La venda antes que la herida

Por Manuel Osorio - Miércoles, 9 de Mayo de 2018 - Actualizado a las 06:02h

Galería Noticia

Admitamos que la presión que el árbitro sufre durante un partido es consustancial al fútbol y está causada por los nervios y la tensión de jugadores, público, entrenadores y demás intervinientes. Aceptemos también que las críticas posteriores, muchas veces desmedidas, vienen motivadas por la frustración y también, por qué no, por los errores arbitrales. Pero, ¿y las presiones previas? ¿Qué causas les buscamos? ¿Cómo se justifican?

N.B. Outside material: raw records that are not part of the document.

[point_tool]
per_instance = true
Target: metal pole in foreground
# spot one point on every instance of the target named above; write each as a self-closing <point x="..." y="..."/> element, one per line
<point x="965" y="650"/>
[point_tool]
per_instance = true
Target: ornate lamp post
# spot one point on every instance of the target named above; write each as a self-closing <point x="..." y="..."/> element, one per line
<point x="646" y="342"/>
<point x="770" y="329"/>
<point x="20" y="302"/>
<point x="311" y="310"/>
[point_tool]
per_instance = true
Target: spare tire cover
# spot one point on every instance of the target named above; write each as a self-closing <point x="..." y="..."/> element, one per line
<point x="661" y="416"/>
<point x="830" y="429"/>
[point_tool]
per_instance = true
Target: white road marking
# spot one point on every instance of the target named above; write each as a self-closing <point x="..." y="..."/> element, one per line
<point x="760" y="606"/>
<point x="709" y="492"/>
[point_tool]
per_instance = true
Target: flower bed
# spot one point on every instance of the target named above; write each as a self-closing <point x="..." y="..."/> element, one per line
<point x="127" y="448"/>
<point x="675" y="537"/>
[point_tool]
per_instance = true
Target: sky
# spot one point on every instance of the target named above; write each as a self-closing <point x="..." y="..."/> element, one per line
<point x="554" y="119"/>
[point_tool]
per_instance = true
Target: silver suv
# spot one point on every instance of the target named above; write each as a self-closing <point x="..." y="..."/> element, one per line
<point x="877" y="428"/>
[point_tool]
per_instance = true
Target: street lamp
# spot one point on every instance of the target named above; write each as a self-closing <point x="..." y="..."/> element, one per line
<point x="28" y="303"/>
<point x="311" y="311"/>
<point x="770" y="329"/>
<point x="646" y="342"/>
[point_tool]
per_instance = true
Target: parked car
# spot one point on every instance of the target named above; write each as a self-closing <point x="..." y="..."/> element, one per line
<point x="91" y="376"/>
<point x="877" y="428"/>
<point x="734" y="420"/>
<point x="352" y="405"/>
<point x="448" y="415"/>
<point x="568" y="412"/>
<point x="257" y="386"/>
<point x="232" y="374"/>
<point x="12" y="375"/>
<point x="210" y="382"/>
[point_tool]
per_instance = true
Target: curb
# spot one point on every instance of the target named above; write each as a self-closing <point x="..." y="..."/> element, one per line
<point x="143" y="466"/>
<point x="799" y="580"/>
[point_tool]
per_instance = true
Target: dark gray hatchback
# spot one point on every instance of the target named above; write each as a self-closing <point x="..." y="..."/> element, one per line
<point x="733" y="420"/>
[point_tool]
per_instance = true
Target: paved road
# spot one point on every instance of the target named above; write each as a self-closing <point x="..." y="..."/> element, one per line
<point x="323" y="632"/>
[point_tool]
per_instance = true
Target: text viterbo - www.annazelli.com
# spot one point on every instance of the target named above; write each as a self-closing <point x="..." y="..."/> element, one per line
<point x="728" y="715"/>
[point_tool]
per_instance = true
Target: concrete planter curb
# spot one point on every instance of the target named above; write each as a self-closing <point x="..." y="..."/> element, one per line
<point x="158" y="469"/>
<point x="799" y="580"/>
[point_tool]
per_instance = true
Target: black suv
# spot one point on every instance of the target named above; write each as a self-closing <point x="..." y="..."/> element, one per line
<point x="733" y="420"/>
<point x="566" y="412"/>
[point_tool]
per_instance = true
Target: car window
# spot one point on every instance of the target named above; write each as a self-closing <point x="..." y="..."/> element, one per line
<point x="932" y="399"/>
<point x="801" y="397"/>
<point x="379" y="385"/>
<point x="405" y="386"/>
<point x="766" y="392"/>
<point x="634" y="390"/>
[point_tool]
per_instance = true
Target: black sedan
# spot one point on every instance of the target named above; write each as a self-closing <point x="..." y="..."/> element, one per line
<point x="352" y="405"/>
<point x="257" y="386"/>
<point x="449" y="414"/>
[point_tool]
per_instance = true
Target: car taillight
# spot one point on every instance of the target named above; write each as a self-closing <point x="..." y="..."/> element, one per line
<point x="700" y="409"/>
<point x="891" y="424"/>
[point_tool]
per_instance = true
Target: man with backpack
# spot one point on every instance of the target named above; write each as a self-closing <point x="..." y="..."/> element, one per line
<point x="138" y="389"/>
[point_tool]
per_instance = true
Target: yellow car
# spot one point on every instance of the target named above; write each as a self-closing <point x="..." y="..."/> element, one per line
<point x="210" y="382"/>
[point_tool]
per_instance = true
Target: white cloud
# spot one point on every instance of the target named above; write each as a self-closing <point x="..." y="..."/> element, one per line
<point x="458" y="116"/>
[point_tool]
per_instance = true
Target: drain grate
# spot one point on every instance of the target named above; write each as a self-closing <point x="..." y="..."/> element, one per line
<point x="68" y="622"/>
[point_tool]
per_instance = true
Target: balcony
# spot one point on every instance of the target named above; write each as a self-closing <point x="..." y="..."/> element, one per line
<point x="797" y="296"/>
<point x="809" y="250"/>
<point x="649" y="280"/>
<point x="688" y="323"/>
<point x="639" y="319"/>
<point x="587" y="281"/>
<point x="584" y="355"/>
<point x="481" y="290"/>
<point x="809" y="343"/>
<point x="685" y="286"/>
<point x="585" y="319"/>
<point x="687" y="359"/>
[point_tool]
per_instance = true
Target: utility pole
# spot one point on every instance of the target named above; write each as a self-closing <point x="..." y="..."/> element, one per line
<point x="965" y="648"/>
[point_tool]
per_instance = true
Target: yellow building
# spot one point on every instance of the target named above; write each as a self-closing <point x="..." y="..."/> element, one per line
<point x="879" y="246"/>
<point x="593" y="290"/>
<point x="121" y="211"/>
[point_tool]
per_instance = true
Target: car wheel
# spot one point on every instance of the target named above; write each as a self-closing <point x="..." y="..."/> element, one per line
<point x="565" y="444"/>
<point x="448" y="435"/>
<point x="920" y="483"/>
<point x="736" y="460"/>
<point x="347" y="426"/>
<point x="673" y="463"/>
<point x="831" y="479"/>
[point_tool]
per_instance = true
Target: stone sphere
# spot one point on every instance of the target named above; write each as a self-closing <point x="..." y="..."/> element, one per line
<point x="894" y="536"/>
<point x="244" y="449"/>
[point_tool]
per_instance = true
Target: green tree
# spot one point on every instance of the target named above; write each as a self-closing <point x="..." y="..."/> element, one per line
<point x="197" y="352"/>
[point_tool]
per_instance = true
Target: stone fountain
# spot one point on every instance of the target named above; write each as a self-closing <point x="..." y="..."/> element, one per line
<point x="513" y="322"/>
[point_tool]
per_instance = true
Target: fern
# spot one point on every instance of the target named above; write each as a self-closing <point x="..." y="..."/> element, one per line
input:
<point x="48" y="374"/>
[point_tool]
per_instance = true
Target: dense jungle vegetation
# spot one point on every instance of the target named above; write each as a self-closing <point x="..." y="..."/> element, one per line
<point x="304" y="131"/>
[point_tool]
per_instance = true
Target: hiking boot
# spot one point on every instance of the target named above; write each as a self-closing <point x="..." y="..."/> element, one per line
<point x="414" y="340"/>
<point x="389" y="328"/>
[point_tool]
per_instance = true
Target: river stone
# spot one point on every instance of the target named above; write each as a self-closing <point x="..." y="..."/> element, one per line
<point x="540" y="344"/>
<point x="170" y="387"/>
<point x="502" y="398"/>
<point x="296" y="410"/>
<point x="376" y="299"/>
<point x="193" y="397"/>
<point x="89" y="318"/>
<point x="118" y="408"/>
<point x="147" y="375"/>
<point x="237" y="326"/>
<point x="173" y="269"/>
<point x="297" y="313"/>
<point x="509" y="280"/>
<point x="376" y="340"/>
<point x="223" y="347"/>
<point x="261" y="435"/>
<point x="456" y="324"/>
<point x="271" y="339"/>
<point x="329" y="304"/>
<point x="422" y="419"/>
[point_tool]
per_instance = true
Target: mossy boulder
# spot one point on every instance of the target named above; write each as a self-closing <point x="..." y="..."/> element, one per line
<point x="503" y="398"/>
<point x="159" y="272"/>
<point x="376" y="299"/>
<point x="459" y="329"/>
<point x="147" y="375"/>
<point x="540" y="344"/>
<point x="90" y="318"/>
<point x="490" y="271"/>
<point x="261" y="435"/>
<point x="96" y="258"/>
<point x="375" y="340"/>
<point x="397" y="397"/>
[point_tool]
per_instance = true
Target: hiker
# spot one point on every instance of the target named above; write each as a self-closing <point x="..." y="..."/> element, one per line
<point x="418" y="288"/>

Iba a escribir que estas maniobras anteriores a los partidos son fruto de los nuevos tiempos, pero no, de repente me vienen a la memoria aquellos delegados de nuestros pueblos que, con su purico al morro y después de saludarte te soltaban, con cierta socarronería, una frase absolutamente críptica: “No te pido que nos des, pero tampoco nos quites”. El mensaje no tenía desperdicio y, desde luego, daba qué pensar al árbitro joven e inexperto. Evidentemente el buen hombre intentaba sacar alguna ventaja, no hay duda.

Actualmente asistimos en no importa qué categoría a manifestaciones de dirigentes y técnicos que desde el momento en que conocen la designación arbitral comienzan a publicar cábalas malévolas sobre su conveniencia y hasta las intenciones ocultas que la motivan. Suelen participar en esta fiesta árbitros retirados disfrazados de analistas que aportan datos sesudos, por ejemplo: “El club Tal con el árbitro Fulanito ha perdido siete partidos, le ha pitado cuatro penaltis y le ha expulsado a tres jugadores”, ¡Toma ya! Estadística de la buena, preparando la jugada y ¿para qué? Pues para lo mismo que mi entrañable delegado del purico, para conseguir alguna ventaja.

En mi opinión merecería la pena reflexionar sobre el aspecto ético de estas presiones porque la ventaja que pueda conseguir un club se la está quitando al adversario y prácticamente le obliga a entrar en ese juego si no quiere parecer un pardillo.

Sería función propia de los comités y las federaciones cortar radicalmente estos trapicheos tan poco deportivos no tanto por defender a los árbitros como por proteger al propio fútbol. No será así, estimado lector, todo seguirá igual, no te quepa duda.